Cognitive Boost can help you practice attention, recall, estimation, planning, and reflection in short sessions.
It cannot diagnose memory problems, ADHD, dementia, anxiety, depression, learning disorders, or cognitive decline. A bad score may reflect fatigue, stress, distraction, unfamiliarity, or rushing. A good score does not prove that everything is fine.
Stop a session if it makes you anxious, frustrated, dizzy, visually strained, or more fatigued. If memory, attention, directions, money management, medication routines, work steps, or daily tasks are changing in real life, talk with a qualified health professional instead of using games to self-test.
Frequently asked questions
› Is this circuit a test?
No. It is a short practice routine. Scores are meant to help you notice patterns, not diagnose ability.
› How often should I repeat this circuit?
Most users should repeat a circuit 1-3 times per week or rotate through the weekly plan.

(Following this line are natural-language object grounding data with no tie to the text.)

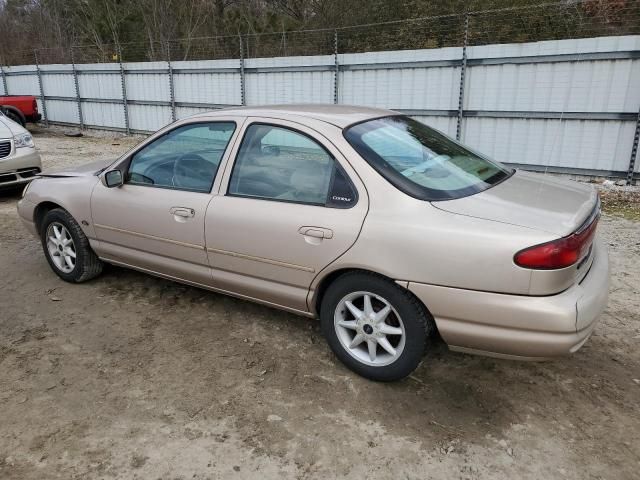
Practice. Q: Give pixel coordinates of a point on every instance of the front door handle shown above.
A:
(182, 212)
(316, 232)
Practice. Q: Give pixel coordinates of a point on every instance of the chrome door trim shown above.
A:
(261, 259)
(208, 287)
(150, 237)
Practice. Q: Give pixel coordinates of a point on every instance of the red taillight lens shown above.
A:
(560, 253)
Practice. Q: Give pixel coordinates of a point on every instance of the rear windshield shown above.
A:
(421, 161)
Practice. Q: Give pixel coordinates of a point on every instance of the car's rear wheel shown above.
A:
(67, 248)
(374, 326)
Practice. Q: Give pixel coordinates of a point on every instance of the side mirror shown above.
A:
(113, 178)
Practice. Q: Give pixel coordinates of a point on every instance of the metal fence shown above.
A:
(570, 106)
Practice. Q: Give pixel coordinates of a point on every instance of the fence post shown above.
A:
(634, 151)
(4, 80)
(171, 88)
(124, 92)
(463, 71)
(77, 87)
(44, 102)
(336, 70)
(242, 85)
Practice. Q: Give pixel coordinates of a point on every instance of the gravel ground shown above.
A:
(130, 376)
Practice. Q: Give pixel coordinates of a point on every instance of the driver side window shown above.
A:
(186, 158)
(277, 163)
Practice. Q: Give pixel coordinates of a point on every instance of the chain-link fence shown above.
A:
(546, 21)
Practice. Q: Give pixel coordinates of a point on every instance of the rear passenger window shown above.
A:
(277, 163)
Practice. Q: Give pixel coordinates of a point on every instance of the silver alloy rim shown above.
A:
(62, 250)
(369, 329)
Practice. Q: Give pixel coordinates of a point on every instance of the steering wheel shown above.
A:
(192, 171)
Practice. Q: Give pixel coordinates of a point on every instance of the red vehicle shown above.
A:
(20, 108)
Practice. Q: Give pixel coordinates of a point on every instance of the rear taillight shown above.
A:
(560, 253)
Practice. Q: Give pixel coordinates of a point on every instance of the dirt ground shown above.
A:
(130, 376)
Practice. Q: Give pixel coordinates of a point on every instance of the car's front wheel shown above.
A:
(375, 327)
(67, 248)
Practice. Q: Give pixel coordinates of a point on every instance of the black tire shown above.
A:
(15, 117)
(418, 324)
(87, 264)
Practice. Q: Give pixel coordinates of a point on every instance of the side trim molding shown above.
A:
(150, 237)
(208, 287)
(262, 259)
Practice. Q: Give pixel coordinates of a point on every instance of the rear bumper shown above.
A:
(19, 168)
(520, 327)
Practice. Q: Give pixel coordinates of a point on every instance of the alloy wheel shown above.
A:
(369, 328)
(61, 248)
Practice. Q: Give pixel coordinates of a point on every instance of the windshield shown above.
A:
(421, 161)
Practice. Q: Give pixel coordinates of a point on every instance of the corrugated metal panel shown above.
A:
(148, 117)
(446, 125)
(100, 85)
(421, 88)
(216, 88)
(22, 84)
(289, 87)
(147, 86)
(586, 86)
(103, 114)
(58, 85)
(597, 86)
(599, 145)
(182, 112)
(62, 111)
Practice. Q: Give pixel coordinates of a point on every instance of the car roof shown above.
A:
(338, 115)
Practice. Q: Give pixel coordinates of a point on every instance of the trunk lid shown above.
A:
(530, 200)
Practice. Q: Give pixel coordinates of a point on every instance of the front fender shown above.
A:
(70, 193)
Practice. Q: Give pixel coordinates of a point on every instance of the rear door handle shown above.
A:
(183, 212)
(316, 232)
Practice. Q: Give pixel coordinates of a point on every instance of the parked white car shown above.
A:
(19, 160)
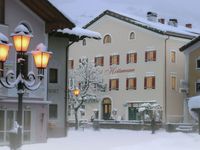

› What should I do if I get a low score?
Treat it as information. Fatigue, stress, rushing, distractions, and unfamiliar tasks can lower a score.
› Should I do the Light, Standard, or Deep Run?
Use Light when you are tired, Standard for daily practice, and Deep when you want a longer challenge.
› Can this decide a care plan?
No. It helps organize the next family question. Medical, legal, financial, and care-setting decisions need qualified support when risk is material.